Undertray with front diffuser is almost exclusively used by LMP sport cars. LMP cars have a flat bottom, but the front of the car can have ducts to feed the engine and such. These ducts are used also to gain a certain downforce. As you can see in the image of a Toyota GT-One the front undertray of the vehicle is highly contoured, so that air coming under the car splits up, some of it going through to the rear of the car, but another part goes to the exits behind the front wheel.
This flow, goes upward into a diffuser like compartment, where it’s pressure is reduced, thus generating downforce just ahead of the front axle. The effect is basically the same as an air dam, but here the flow is also directed towards the sides and the splitter that marks the beginning of the flat floor. For more info check my article about diffuser.
Jackie Stewart won three times at the Nurburgring. Flight like this, with all downforce Formula 1 have, today is not possible
Just as the conclusion we can say that air flow cannot be divided, what happens in one-part affects what happens in another. Therefore, a front spoiler will affect a rear diffuser and vice versa. We must be careful with air flow and how we using it.
Front spoilers are used to reduce flow to the bottom of the car; this is very desirable when the car does not have a smooth underside with a diffuser or other arrangement, simply for the drag reduction obtained. However, if we have a flat underside, it is actually worse to have a spoiler in the front. The smooth underside requires a big amount of air to be really effective, so a spoiler here would reduce the quantity of the air and will not be desired. However, there are cases where we can see some small spoiler applied, the reasons for it can go from some specific aerodynamic design feature to simple ignorance.
A diffuser is used to increase flow rate in the bottom of the car, since there is a limit into how much air we can suck down there from the front, air will try and come from the sides, some times we can use this to our advantage, sometimes we don’t. This is why some cars use skirts. Front spoiler or dam will most certainly destroy work of diffuser. Front vortex generator will help.
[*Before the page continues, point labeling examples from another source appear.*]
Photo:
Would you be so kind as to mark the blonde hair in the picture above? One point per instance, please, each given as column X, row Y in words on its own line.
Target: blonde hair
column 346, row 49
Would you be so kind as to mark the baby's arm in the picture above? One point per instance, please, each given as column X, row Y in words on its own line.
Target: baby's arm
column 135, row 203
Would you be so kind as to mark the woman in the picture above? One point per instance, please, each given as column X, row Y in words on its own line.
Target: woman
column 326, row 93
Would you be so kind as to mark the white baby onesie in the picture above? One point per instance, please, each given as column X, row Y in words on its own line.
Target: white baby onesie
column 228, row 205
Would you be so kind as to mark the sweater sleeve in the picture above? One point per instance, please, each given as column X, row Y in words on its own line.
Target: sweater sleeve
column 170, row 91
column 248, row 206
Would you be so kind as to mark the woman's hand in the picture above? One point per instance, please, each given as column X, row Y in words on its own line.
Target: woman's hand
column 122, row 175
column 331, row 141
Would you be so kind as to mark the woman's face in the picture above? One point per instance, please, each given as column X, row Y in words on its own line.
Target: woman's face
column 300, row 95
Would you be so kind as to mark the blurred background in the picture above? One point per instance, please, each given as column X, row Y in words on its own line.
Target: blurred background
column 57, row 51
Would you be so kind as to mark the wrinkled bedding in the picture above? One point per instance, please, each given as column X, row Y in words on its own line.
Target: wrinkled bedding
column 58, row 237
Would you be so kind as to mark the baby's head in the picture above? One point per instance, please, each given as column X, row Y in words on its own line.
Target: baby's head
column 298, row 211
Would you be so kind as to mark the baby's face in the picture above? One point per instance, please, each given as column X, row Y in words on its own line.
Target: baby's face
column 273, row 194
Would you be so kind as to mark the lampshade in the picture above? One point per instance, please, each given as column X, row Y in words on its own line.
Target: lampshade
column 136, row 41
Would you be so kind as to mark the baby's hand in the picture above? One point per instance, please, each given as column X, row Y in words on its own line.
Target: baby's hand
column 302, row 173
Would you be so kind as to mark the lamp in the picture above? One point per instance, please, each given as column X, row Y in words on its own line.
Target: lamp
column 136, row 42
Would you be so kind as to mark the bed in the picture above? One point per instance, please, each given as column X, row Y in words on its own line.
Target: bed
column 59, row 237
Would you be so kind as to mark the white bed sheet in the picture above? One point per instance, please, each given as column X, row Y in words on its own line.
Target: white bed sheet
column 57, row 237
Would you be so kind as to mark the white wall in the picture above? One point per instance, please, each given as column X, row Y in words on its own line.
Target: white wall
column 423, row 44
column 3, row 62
We usually do not talk about wings in this article, since we are trying to avoid their use. However in practically all classes of racecars, we can find a front or rear wing. This is due to their easy adjustability, something that is impossible with an underbody. So we are probably going to have a wing, this wing has to receive rather steady flow for it to work, so we must be careful that the car body is able to provide it. Also, the wing will affect the performance of a diffuser, if it is close enough. This is desirable, since the wings effect can usually increase the rate flow from the diffuser to the car’s wake.
So, how much force Formula 1 car can generate?
- Following the basic laws of physics, aerodynamic forces increase with the square of speed. That means twice the speed, four times the force.
- There has been lots of talk about the downforce generated by Formula 1 cars but none of the modern cars generate as much as the best cars of the early 1994. regulation cars.
- None the less, the cars do generate many times their own weight in downforce at speed and equal their own weight by just under 100 mph.